To investigate the broader phenotypic implications of the prioritized genes associated with CRP, we examined their links to 55 diseases1,2,3,4,5,6,57,58, including 37 immune-mediated diseases (IMDs), 9 types of cancers, 4 cardiovascular diseases (CVDs), as well as non-insulin-dependent diabetes mellitus, chronic obstructive pulmonary disease (COPD), obesity, depression, and schizophrenia. Summary statistics for these diseases were available from the FinnGen Consortium’s summary results (R11 release)59. For colocalization analysis, two blood eQTL and three pQTL resources were used: GTEx V10 (N = 800 and 13,903 genes)60, eQTLGen (N = 31,684 and 19,942 genes)61, UK Biobank pQTLs (N = 33,995 and 2911 proteins)62, deCODE pQTLs (N = 35,449 and 4719 proteins)63, and Fenland pQTLs (N = 10,708 and 4979 proteins)64.

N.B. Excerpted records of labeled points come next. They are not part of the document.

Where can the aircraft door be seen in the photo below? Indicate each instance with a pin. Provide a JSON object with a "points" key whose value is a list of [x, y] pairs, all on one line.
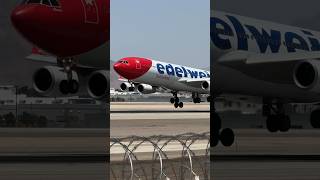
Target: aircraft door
{"points": [[138, 64]]}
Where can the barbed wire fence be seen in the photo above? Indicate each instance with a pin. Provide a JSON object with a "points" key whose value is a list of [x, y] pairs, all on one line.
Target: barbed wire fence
{"points": [[184, 156]]}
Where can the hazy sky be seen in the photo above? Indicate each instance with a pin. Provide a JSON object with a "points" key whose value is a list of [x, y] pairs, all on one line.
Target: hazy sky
{"points": [[292, 12], [175, 31]]}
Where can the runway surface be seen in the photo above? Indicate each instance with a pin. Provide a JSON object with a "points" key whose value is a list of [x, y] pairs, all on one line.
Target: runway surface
{"points": [[147, 119]]}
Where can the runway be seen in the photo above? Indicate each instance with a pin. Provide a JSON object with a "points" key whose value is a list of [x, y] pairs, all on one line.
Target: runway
{"points": [[147, 119], [241, 161]]}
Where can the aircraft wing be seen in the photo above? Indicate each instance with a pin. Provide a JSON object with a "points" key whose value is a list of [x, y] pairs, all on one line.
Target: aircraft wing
{"points": [[38, 55], [245, 57], [275, 68], [194, 82]]}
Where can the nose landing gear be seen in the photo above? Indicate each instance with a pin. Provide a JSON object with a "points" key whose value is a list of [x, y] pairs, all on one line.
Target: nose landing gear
{"points": [[70, 85], [225, 136], [176, 101], [277, 120]]}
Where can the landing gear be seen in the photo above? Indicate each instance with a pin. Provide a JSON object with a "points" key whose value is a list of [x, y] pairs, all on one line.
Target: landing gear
{"points": [[67, 87], [277, 120], [70, 85], [315, 118], [176, 101], [196, 98], [225, 136]]}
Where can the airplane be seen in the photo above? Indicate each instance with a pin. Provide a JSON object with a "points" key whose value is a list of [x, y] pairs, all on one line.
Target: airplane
{"points": [[278, 63], [72, 36], [148, 76]]}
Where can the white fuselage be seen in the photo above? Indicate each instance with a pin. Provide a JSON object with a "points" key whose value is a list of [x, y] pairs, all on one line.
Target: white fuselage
{"points": [[233, 33], [174, 77]]}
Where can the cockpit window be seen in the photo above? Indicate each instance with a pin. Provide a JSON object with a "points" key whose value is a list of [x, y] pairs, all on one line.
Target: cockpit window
{"points": [[46, 2], [53, 3], [34, 2], [123, 62]]}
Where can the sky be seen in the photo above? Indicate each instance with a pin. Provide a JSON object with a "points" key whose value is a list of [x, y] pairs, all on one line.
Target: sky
{"points": [[175, 31], [291, 12]]}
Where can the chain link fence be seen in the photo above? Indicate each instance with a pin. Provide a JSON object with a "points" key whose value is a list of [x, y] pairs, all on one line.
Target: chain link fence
{"points": [[184, 156]]}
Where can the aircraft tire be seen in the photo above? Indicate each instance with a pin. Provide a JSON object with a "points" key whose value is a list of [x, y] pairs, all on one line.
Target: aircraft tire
{"points": [[73, 86], [171, 100], [64, 87], [176, 105], [285, 123], [131, 89], [216, 122], [227, 137], [272, 124], [315, 119], [215, 138]]}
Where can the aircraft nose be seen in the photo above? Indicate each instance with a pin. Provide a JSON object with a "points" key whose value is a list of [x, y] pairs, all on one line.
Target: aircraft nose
{"points": [[117, 66], [23, 18]]}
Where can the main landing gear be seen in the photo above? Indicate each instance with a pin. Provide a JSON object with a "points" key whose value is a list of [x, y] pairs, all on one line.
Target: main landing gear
{"points": [[315, 119], [176, 101], [226, 135], [195, 97], [277, 120], [70, 85]]}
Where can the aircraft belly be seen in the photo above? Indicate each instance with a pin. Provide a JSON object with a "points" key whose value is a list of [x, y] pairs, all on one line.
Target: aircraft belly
{"points": [[240, 83], [97, 58]]}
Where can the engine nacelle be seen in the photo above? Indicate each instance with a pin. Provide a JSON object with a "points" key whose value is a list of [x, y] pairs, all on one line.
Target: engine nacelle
{"points": [[98, 84], [50, 81], [146, 89], [306, 75], [205, 85], [125, 86]]}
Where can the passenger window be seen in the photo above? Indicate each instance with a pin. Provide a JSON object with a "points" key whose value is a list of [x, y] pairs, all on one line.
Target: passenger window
{"points": [[54, 3], [46, 2], [24, 2], [34, 2]]}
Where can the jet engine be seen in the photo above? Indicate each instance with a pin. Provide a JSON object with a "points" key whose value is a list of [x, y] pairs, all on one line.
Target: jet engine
{"points": [[306, 75], [52, 81], [205, 85], [146, 89], [125, 86], [98, 84]]}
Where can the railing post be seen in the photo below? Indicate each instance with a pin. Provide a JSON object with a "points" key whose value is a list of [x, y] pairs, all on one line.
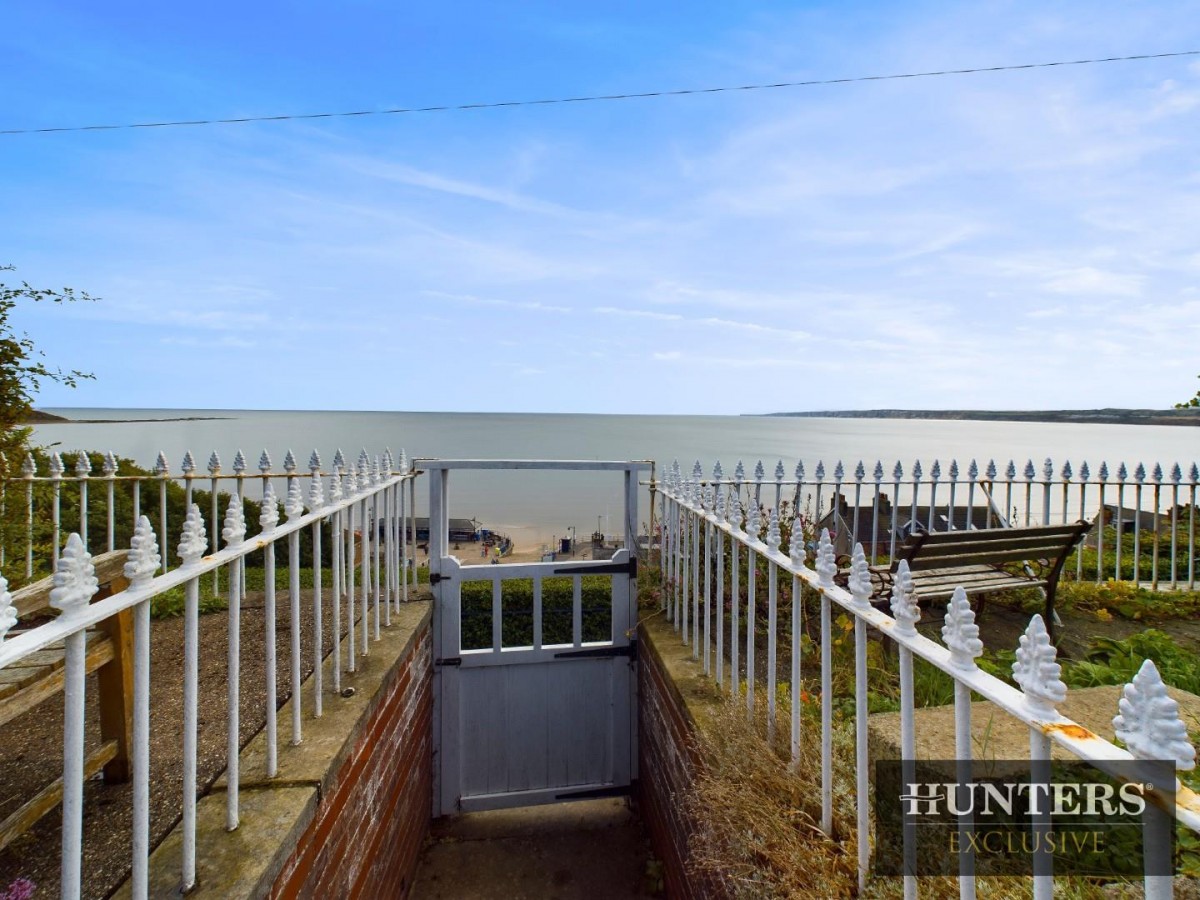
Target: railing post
{"points": [[861, 591], [234, 533], [1037, 672], [75, 583], [191, 549], [906, 615]]}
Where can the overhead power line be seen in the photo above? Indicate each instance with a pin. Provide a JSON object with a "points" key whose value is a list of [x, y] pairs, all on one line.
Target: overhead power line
{"points": [[598, 97]]}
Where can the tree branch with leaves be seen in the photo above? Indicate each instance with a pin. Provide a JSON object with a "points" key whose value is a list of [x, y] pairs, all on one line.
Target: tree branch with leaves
{"points": [[23, 367]]}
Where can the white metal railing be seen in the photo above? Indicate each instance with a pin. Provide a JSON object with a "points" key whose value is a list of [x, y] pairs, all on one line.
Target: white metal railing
{"points": [[1155, 505], [364, 510], [700, 515]]}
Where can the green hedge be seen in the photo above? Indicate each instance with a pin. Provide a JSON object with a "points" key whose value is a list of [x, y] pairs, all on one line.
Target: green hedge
{"points": [[516, 611]]}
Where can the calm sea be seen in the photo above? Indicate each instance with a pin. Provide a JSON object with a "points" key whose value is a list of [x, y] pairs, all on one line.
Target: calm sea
{"points": [[540, 507]]}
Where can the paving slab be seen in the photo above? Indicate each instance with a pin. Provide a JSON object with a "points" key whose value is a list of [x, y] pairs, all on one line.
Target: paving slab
{"points": [[587, 850]]}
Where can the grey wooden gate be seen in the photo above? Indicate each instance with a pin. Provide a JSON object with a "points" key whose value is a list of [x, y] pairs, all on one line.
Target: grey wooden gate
{"points": [[534, 673]]}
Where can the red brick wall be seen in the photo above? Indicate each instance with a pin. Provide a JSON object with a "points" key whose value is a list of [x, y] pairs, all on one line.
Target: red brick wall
{"points": [[667, 762], [369, 829]]}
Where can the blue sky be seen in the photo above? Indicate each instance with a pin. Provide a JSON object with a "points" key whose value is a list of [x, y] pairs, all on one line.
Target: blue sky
{"points": [[1013, 240]]}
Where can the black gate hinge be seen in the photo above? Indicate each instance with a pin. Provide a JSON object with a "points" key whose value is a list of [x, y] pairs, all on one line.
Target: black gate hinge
{"points": [[629, 649]]}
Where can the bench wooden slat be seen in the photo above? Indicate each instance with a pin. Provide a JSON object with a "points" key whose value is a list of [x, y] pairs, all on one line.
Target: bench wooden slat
{"points": [[1035, 546], [1060, 531], [996, 576], [979, 556], [100, 651], [36, 597], [51, 796]]}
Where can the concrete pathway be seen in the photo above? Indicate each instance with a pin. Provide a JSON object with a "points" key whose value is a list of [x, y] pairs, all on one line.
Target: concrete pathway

Mendelian randomization and colocalization

For the selection of instrument variables (IVs), we retained SNPs identified based on the presence of significant cis-eQTLs or cis-pQTLs within a region of ± 1 MB. For eQTLs databases, significant eQTLs were defined as specified by the respective data source. In the case of pQTLs databases, the Benjamini-Hochberg procedure was applied to control the false discovery rate (FDR) at 5%. To minimize correlated horizontal pleiotropy, we retained SNPs independent of each other (LD window: 1MB, R2 < 0.01 in 1000 G). To quantify the statistical power of the eQTLs (pQTLs), the strength of SNPs was evaluated by F-statistics, where an F-statistic thresholds ≥ 10 of IV indicates sufficient statistical strength65. If any IVs had F-statistics <10, we considered those to have limited power (potentially causing weak instrument bias66 and removed these from the MR). The presence of pleiotropy was further investigated using MR-PRESSO67 and MR-Egger method68 to estimate the potential effect of pleiotropy69. For MR-PRESSO P value < 0.05 or MR-Egger intercept P value < 0.05, we considered these gene (protein)-disease signals as influenced by horizontal pleiotropy. We also applied Cochran’s Q test to estimate the potential heterogeneity of MR estimates (P value < 0.05). Genes (proteins) with horizontal pleiotropy and heterogeneity were excluded from any of the follow-up analyses. MR Steiger test of causality directionality was performed using ‘directionality_test’ function in TwoSampleMR package70 to filter reverse causation. The Wald ratio (only one IV was available) and the inverse variance weighted (two or more IVs were available) method were used to estimate MR effects71,72. A 5% FDR correction threshold was applied to correct for multiple testing. The coloc package73 was employed for colocalization analysis.

Reporting summary

Further information on research design is available in the Nature Portfolio Reporting Summary linked to this article.